I flew over the assemblage and plucked her head from the pole, cradling it in my arms. The tears I’d pushed aside earlier came back in torrents. They spilled down my cheeks, their bitter tang scalding my lips with recrimination. I could hear a tumult of voices coming from the crowd below, but the loudest of them were being drowned out by a loudspeaker that scythed through the noise, ordering me down. I ignored it as I clung to Karra, her hazel eyes staring off into the void after I brushed the strands of her hair aside that hid her face from me. Her skin was cold and stiff, at odds with all my memories of her vitality. There was a bleak emptiness against my senses where her spirit had once burned so brightly. My finger traced her rigid cheek, and her last moments played out in my mind. My stomach lurched at seeing it again. Bile stung my throat as I pulled her to me tighter, burying my face in her wet hair. Everything else was forgotten as I sobbed.

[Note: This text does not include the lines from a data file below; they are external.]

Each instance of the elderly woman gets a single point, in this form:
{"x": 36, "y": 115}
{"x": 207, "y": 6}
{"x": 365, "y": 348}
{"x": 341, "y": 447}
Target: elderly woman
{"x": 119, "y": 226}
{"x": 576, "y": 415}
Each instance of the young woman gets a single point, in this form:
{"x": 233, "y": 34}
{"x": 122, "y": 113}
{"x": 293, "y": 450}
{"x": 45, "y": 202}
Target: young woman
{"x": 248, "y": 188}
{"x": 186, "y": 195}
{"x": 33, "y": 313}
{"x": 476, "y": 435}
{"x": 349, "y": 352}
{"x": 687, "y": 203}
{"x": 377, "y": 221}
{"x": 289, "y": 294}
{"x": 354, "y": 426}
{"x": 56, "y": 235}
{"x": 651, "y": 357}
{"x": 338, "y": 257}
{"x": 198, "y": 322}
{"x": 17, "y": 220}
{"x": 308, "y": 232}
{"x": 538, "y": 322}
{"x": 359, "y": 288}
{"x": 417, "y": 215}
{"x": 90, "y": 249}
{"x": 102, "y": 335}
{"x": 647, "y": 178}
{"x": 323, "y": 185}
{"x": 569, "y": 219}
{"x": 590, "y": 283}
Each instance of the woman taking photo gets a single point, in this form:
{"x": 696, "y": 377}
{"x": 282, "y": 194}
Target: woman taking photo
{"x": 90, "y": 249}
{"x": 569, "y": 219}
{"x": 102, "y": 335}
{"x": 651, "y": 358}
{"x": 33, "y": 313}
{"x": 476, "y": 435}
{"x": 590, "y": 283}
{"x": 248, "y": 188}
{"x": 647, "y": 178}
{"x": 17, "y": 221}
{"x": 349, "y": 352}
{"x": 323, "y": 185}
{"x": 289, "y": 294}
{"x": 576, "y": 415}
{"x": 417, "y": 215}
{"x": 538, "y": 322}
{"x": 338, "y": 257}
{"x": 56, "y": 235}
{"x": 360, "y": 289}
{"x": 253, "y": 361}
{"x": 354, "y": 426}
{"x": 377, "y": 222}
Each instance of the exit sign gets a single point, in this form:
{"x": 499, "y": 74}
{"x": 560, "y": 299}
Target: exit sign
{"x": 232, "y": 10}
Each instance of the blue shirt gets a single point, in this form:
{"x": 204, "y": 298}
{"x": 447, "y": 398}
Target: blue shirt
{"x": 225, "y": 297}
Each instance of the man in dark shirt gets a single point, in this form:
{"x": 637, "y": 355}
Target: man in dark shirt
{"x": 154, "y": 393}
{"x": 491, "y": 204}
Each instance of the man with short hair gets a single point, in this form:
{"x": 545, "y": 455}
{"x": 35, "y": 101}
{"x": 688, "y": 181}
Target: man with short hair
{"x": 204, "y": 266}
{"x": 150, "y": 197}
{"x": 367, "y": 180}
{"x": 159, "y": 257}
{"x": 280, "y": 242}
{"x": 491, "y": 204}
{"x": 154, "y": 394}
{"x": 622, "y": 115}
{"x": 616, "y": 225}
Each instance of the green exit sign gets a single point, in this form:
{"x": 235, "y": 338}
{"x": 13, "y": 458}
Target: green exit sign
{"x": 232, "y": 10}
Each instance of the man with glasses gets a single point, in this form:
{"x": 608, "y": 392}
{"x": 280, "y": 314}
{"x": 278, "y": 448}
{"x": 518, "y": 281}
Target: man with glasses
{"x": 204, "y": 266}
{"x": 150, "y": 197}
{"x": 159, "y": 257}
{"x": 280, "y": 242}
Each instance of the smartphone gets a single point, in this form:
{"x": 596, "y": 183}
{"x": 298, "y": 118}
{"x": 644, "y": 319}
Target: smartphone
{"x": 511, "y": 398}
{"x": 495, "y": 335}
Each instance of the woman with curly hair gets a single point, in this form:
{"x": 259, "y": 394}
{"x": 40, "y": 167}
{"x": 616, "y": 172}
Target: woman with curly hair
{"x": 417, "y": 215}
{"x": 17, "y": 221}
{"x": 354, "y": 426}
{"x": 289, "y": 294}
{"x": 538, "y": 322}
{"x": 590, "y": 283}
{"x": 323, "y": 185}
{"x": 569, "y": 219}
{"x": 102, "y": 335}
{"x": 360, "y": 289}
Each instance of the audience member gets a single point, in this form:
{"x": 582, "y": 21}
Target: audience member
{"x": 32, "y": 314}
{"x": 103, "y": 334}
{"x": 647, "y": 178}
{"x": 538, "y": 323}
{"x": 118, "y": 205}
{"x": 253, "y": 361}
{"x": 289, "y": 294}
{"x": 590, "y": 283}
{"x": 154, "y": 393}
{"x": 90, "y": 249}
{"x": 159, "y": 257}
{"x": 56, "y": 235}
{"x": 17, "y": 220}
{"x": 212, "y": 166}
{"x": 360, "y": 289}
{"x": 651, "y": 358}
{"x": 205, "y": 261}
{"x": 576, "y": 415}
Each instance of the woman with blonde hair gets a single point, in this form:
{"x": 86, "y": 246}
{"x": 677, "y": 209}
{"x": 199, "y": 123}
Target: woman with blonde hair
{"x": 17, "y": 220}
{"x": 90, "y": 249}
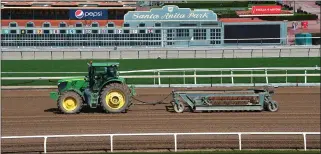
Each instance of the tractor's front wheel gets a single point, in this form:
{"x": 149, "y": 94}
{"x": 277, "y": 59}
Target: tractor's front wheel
{"x": 70, "y": 102}
{"x": 115, "y": 98}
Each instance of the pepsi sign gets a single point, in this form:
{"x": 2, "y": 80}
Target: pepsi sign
{"x": 88, "y": 14}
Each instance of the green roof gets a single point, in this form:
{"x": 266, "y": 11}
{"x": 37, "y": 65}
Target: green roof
{"x": 101, "y": 64}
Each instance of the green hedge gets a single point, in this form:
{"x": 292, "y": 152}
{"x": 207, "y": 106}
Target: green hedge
{"x": 316, "y": 41}
{"x": 228, "y": 15}
{"x": 296, "y": 17}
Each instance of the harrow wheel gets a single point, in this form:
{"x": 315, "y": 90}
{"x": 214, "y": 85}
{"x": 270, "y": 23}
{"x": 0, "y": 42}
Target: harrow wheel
{"x": 115, "y": 98}
{"x": 179, "y": 108}
{"x": 272, "y": 106}
{"x": 70, "y": 102}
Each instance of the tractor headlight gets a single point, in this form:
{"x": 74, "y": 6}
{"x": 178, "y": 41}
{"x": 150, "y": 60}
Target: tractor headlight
{"x": 62, "y": 85}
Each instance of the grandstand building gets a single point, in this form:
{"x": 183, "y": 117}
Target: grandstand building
{"x": 115, "y": 24}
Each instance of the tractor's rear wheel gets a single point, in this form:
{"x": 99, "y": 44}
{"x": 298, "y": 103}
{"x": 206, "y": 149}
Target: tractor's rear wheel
{"x": 70, "y": 102}
{"x": 115, "y": 98}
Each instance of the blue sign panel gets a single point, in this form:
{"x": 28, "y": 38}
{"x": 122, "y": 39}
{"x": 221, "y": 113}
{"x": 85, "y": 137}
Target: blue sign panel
{"x": 93, "y": 14}
{"x": 171, "y": 13}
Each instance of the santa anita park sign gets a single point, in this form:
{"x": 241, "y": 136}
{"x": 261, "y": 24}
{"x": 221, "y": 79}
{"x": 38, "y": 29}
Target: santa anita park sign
{"x": 171, "y": 12}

The world hadn’t forgotten about me, though.
Something punched me i
n the spine right then.
Pain seared my nerves, and I was spun about in a haze, the world whipping past my eyes. A boom of thunder sounded immediately after, little more than a blip on my subconscious radar. Gravity took over, and the ground jumped up to meet me, but all I cared about was Karra. I held her close as I crashed to earth, twisting midair to take the blow on my back. That only fueled the agony of my wound. I ground my teeth together and bit back a scream. It was short lived as anger stole its breath, the realization of what had happened sliding home.
I’d been shot.
I scrambled to my feet, shrugging aside the pain, blood oozing warm and thick down my legs.
Some motherfucker shot me.
My vision narrowed as the blue line that had held the crowd moved toward me, guns out, gaping black barrels pointed my direction. A red filter seemed to drop over my eyes, and all I could see was murder. Before the police could light me up, I drew back a fist and smashed it into the ground, willing my power into the blow.
Had we been in California, they’d have called this the Big One.
My magic spread the impact out so my fist didn’t just sink into the sidewalk. Instead, the punch was more akin to an asteroid striking the planet. The ground buckled beneath the blow, waves of cement rippling out in a circle around me. Gunshots barked but nothing came near me as the ground kicked up, crashing into the officers and tossing them into the air. The flagpole toppled behind me, and I heard the explosion of glass as the great windows of city hall met their demise. The wave continued outward, slamming into the crowd and knocking them down, reverberations lashing at the vehicles behind them before the earth finally settled.
“You can’t have her,” I heard myself scream, barely recognizing my own voice as it boomed over the settling chaos. My body trembled in a way I couldn’t recall having ever felt before. I felt ready to vomit but it had nothing to do with the bullet wound, which was already healing.
The police scrambled drunkenly to their feet, bruised and battered, terror creasing their faces. Their guns still pointed my way, but no one pulled the trigger. The gathering at their backs were stunned into silence, caught between the desire to run and the primal need to see what happened next. I growled. They were likely gonna regret that indecision.